An energy-efficient system on a programmable chip platform for cloud applications

Performance analysis of master-slave based reconfigurable architecture and standalone SOPC based reconfigurable architecture using an analytical model.A massive-sessions optimized TCP/IP offload engine that supports up to 100K TCP sessions under 10Gbps line rate.An online dynamic scheduling method that can reconfigure or power off FPGA nodes according to workload variance to reduce the runtime energy consumption.Prototype of a reconfigurable cluster system based on standalone SOPC to provide cloud services, achieving up to 38X speed up in performance and 418X improvement in energy efficiency compared to the software based cloud systems. Traditional cloud service providers build large data-centers with a huge number of connected commodity computers to meet the ever-growing demand on performance. However, the growth potential of these data-centers is limited by their corresponding energy consumption and thermal issues. Energy efficiency becomes a key issue of building large-scale cloud computing centers. To solve this issue, we propose a standalone SOPC (System on a Programmable Chip) based platform for cloud applications. We improve the energy efficiency for cloud computing platforms with two techniques. First, we propose a massive-sessions optimized TCP/IP hardware stack using a macro-pipeline architecture. It enables the hardware acceleration of pipelining execution of network packet offloading and application level data processing. This achieves higher energy efficiency while maintaining peak performance. Second, we propose a online dynamic scheduling strategy.
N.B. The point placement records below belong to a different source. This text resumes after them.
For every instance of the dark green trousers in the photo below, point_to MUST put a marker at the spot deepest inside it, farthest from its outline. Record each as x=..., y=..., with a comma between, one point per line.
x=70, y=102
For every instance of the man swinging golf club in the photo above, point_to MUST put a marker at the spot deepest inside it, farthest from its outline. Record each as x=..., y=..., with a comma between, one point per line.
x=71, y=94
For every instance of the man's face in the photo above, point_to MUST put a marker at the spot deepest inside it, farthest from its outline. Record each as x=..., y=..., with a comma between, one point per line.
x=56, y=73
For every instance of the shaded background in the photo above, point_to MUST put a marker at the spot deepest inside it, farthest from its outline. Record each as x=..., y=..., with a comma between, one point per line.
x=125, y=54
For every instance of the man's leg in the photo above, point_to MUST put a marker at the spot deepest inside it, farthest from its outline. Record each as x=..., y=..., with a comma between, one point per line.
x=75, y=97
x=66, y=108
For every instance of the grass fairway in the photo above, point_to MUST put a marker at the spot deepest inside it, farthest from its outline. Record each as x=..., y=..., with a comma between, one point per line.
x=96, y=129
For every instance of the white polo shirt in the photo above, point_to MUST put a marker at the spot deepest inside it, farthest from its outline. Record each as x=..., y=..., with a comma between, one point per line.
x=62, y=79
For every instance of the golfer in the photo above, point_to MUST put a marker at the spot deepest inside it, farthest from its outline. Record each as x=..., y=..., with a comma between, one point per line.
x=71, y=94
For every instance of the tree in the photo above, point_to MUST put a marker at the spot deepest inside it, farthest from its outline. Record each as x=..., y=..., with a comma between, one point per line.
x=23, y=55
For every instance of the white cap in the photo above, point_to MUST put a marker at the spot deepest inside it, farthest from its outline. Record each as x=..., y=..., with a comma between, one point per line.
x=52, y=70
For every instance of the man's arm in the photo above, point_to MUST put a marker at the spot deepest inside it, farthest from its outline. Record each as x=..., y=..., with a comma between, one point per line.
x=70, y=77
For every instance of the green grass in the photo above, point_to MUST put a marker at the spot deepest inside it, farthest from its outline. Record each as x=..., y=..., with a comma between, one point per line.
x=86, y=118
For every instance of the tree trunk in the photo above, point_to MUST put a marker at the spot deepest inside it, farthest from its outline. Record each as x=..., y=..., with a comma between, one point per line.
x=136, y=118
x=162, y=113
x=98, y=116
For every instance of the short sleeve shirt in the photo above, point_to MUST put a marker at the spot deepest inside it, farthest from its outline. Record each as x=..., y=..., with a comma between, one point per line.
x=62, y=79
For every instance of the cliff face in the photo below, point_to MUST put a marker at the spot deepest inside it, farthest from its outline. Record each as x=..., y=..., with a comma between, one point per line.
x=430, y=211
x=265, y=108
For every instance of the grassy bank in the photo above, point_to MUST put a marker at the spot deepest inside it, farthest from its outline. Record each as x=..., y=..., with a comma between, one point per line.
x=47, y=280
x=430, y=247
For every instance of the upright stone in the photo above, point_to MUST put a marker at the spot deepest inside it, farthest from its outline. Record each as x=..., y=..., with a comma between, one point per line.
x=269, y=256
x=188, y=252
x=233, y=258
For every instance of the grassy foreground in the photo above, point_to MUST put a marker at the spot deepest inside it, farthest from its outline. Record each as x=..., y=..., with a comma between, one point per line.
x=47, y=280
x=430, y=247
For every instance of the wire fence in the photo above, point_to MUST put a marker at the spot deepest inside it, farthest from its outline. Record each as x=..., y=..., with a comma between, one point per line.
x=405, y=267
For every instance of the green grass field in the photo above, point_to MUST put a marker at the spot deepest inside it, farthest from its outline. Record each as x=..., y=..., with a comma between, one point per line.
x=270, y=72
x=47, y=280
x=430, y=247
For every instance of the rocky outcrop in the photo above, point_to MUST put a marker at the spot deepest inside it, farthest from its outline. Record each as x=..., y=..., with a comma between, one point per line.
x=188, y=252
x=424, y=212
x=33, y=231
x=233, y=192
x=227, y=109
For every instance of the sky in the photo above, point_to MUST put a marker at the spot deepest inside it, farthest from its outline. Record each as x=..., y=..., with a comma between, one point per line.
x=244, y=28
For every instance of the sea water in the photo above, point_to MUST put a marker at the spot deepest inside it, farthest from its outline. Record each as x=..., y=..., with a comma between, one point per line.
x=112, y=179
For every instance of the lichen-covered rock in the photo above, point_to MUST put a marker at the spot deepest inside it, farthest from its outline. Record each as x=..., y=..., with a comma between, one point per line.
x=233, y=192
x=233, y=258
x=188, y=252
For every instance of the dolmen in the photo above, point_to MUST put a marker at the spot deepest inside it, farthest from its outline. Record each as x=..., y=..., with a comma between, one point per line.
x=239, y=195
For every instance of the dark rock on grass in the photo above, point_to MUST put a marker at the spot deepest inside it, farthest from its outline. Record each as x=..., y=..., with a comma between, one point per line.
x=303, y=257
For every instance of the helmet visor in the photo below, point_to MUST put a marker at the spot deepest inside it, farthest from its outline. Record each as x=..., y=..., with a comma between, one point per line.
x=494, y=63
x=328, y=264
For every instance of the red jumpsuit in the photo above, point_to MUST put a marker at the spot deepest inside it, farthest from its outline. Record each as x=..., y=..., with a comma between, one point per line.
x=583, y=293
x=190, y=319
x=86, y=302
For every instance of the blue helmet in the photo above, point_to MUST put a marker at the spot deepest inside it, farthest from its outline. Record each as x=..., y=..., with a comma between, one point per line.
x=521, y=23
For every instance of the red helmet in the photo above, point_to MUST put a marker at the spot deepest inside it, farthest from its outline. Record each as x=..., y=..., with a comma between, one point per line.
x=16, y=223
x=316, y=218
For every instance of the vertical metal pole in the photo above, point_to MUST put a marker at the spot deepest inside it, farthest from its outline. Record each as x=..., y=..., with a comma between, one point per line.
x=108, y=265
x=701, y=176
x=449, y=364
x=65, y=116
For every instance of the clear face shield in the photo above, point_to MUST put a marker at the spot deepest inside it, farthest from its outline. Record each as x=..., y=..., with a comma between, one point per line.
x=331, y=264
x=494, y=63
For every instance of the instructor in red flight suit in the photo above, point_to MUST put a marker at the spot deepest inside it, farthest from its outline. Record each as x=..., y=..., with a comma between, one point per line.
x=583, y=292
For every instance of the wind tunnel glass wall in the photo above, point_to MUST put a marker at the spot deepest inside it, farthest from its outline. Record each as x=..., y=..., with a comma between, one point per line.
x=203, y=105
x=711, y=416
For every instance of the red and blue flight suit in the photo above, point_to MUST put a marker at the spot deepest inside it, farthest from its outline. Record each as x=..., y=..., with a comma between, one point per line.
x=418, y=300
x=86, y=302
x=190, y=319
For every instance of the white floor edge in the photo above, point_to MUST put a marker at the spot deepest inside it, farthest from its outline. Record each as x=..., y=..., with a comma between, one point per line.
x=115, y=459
It can reconfigure or shut down FPGA nodes according to workload variance to reduce the runtime energy consumption in a standalone SOPC based reconfigurable cluster system. Two case studies including a webserver application and a cloud based ECG (electrocardiogram) classification application are developed to validate the effectiveness of the proposed platform. Evaluation results show that our SOPC based cloud computing platform can achieve up to 418X improvement in terms of energy efficiency over commercial cloud systems.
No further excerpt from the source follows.